Under section 104-10 of the Income Tax Assessment Act 1997 where a property that is not a main residence is sold, a capital gains tax event (CGT event A1) occurs at the time that the contract is signed. Therefore, any capital gain realised must be included in the taxpayer's income tax return in the income year that the contract is signed.

Generally, settlement of a property occurs at a later date and in some cases that date occurs in a later income year to the signing of the contract.

Where the contract is settled in a later year of income the taxpayer is required to include a capital gain or capital loss in the year of income in which the contract is made, not in the year of income in which the contract is settled. This is the Commissioner's view in Taxation Determination TD 94/89.

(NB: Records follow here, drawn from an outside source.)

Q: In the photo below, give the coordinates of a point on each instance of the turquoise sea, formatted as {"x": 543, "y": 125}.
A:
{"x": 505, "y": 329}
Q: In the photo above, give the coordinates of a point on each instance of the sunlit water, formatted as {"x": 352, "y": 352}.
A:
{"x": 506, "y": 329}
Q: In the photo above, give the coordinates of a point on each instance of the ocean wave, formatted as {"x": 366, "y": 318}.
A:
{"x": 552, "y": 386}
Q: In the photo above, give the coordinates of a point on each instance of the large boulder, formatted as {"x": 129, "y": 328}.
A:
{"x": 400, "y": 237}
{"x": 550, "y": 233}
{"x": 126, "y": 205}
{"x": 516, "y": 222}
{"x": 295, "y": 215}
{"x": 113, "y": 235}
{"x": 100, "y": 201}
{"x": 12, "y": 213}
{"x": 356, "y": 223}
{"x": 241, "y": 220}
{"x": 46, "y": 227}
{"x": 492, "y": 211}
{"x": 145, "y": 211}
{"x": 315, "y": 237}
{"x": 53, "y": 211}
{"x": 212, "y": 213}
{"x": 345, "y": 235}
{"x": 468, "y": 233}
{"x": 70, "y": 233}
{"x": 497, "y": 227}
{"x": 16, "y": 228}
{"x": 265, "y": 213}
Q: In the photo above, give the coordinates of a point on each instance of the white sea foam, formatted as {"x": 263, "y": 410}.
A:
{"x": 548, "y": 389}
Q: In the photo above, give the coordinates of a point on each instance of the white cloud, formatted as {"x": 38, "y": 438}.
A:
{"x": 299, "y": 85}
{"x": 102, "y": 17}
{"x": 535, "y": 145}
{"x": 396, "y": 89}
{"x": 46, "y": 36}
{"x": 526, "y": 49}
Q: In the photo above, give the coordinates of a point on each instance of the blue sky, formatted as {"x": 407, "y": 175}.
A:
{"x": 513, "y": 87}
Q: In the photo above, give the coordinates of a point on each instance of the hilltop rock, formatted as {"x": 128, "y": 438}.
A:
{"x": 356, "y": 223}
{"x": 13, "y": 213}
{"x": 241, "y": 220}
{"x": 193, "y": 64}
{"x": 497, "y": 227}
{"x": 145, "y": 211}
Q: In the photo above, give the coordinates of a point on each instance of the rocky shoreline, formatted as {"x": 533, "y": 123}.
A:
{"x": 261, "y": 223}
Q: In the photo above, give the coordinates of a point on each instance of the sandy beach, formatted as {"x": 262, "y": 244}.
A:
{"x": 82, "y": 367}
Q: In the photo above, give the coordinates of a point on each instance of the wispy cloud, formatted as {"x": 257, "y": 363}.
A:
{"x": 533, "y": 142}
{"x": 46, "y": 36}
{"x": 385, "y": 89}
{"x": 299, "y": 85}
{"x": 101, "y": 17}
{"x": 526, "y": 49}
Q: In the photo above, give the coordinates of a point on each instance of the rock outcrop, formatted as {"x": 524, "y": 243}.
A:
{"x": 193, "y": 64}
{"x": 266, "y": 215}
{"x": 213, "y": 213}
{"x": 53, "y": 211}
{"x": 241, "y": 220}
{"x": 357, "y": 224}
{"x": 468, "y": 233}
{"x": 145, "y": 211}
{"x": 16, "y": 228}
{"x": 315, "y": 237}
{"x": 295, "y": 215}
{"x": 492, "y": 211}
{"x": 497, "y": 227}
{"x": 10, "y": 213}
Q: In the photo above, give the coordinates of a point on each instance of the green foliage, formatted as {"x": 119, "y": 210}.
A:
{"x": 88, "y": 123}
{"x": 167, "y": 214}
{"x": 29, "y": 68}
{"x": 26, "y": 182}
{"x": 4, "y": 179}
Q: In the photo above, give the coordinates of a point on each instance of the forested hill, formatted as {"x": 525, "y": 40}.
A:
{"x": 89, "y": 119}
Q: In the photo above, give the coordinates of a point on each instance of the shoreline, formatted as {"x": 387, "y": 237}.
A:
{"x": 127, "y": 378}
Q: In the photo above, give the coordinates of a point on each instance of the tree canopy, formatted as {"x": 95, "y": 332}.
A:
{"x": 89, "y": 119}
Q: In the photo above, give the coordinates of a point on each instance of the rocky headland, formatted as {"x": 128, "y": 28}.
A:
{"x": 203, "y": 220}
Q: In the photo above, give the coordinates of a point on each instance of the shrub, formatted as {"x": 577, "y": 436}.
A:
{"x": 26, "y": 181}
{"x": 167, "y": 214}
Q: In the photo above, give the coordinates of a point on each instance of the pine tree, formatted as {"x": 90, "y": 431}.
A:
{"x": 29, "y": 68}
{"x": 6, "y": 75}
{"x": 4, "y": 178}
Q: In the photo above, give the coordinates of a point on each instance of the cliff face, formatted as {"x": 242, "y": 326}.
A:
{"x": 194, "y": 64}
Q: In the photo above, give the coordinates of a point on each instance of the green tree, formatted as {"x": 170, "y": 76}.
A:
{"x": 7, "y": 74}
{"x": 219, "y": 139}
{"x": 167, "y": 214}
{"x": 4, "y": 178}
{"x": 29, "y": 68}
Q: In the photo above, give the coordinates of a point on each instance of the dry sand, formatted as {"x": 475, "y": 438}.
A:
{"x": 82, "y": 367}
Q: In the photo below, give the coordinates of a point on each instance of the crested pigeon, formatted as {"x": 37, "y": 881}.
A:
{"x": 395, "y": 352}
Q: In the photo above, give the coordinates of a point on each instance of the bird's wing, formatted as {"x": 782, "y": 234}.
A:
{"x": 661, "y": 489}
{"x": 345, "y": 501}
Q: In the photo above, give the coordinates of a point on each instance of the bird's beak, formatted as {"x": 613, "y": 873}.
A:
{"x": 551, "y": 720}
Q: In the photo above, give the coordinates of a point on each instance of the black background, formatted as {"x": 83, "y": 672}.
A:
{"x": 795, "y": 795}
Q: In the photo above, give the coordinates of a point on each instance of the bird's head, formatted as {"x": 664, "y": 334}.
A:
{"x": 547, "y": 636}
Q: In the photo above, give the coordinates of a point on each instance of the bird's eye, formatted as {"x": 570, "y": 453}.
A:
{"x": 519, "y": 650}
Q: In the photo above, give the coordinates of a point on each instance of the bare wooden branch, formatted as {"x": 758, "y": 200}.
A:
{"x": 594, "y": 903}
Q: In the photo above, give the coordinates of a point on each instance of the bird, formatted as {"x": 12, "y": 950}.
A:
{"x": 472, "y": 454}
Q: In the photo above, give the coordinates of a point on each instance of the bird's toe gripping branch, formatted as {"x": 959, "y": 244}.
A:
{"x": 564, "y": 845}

Where the income tax assessment for the year in which the contract was made has already issued it will be the taxpayer's responsibility to amend the assessment once settlement has occurred.

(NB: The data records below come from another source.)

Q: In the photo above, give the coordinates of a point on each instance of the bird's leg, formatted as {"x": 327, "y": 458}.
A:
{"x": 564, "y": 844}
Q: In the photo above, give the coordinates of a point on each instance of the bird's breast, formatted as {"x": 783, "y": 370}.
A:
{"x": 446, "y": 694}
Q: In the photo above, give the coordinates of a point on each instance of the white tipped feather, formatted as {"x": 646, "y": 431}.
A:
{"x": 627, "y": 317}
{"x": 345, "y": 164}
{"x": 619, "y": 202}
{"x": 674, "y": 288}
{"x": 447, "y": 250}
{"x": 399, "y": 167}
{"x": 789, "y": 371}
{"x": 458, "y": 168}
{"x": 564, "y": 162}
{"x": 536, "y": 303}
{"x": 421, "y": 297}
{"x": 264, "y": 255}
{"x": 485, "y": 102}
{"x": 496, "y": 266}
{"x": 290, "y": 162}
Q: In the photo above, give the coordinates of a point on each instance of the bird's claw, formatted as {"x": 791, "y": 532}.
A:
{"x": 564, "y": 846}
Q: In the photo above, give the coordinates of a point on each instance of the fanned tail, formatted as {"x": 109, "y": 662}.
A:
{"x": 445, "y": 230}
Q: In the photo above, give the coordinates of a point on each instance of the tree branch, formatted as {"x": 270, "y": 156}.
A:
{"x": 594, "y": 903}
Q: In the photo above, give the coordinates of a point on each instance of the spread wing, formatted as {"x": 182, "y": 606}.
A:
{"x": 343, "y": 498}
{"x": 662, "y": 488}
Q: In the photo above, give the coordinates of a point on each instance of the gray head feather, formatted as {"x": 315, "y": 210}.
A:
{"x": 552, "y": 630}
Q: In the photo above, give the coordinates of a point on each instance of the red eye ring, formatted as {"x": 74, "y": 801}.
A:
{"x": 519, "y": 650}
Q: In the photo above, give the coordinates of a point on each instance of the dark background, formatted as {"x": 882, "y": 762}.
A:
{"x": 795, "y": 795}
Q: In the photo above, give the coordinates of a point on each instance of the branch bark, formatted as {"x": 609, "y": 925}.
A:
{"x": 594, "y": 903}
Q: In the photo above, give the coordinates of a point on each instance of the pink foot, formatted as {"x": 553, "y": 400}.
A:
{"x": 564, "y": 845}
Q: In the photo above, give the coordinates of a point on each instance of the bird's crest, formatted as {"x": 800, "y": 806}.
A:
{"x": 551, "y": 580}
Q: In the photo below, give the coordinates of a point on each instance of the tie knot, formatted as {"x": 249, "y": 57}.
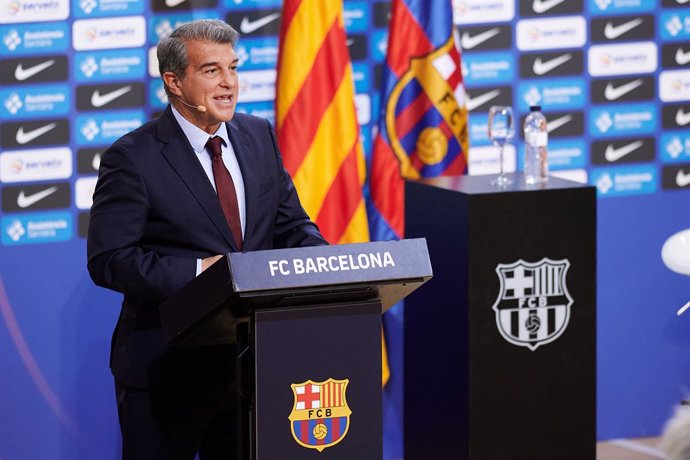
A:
{"x": 214, "y": 146}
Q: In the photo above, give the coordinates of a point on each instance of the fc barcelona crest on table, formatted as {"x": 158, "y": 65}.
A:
{"x": 320, "y": 417}
{"x": 533, "y": 304}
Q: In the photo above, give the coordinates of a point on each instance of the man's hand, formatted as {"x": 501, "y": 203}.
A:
{"x": 207, "y": 262}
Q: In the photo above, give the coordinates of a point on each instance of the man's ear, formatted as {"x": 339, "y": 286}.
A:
{"x": 172, "y": 82}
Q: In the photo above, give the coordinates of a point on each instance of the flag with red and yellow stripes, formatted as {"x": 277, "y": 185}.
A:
{"x": 316, "y": 121}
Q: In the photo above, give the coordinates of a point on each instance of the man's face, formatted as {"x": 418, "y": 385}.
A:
{"x": 210, "y": 80}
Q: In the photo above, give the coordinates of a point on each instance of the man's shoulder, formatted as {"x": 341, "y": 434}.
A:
{"x": 140, "y": 137}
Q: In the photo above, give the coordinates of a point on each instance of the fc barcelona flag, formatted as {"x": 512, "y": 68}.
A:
{"x": 423, "y": 124}
{"x": 316, "y": 120}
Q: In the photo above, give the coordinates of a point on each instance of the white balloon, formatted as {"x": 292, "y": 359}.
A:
{"x": 676, "y": 252}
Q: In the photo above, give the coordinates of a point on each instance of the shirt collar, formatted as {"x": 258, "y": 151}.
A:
{"x": 198, "y": 137}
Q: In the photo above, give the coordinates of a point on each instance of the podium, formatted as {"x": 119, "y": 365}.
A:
{"x": 500, "y": 348}
{"x": 310, "y": 360}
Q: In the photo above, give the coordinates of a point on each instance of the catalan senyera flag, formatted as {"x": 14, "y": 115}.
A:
{"x": 316, "y": 121}
{"x": 423, "y": 125}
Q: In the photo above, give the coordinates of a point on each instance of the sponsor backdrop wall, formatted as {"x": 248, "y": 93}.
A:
{"x": 611, "y": 75}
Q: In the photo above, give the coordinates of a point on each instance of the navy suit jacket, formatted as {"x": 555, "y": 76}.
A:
{"x": 155, "y": 213}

In this case, the taxpayer signed the contract in the 2011 income tax year and the settlement date will be in a later year of tax. Any capital gain or loss will need to be included in the 2011 income tax return. However the taxpayer would not be required to amend that return until the time of settlement.

Question 2

Subsection 359-35(2) of Schedule 1 to the Taxation Administration Act 1953 (TAA) provides that a private ruling does not have to be given if making the ruling would prejudice or unduly restrict the administration of the taxation law. This includes the situation where the application relates to issues that do not affect the taxpayer's income tax liability.

TD 94/89 states that:

    Where an assessment is amended to include a net capital gain, and a liability for interest arises under section 170AA(1), the remission of interest will be dealt with in each case on its own merits. We would expect, however, that the discretion in subsection 170AA (11) would ordinarily be exercised to remit the interest in full where requests for amendment are lodged, and where relevant self-assessments are made within a reasonable time after the date of settlement. In most instances, we would consider a period of one month after settlement would be a reasonable period.

The Commissioner looks at each case individually and makes a decision based on the merits of each case.

The merits of a particular case cannot be determined beforehand as the relevant factors that need to be considered cannot be accurately known until then.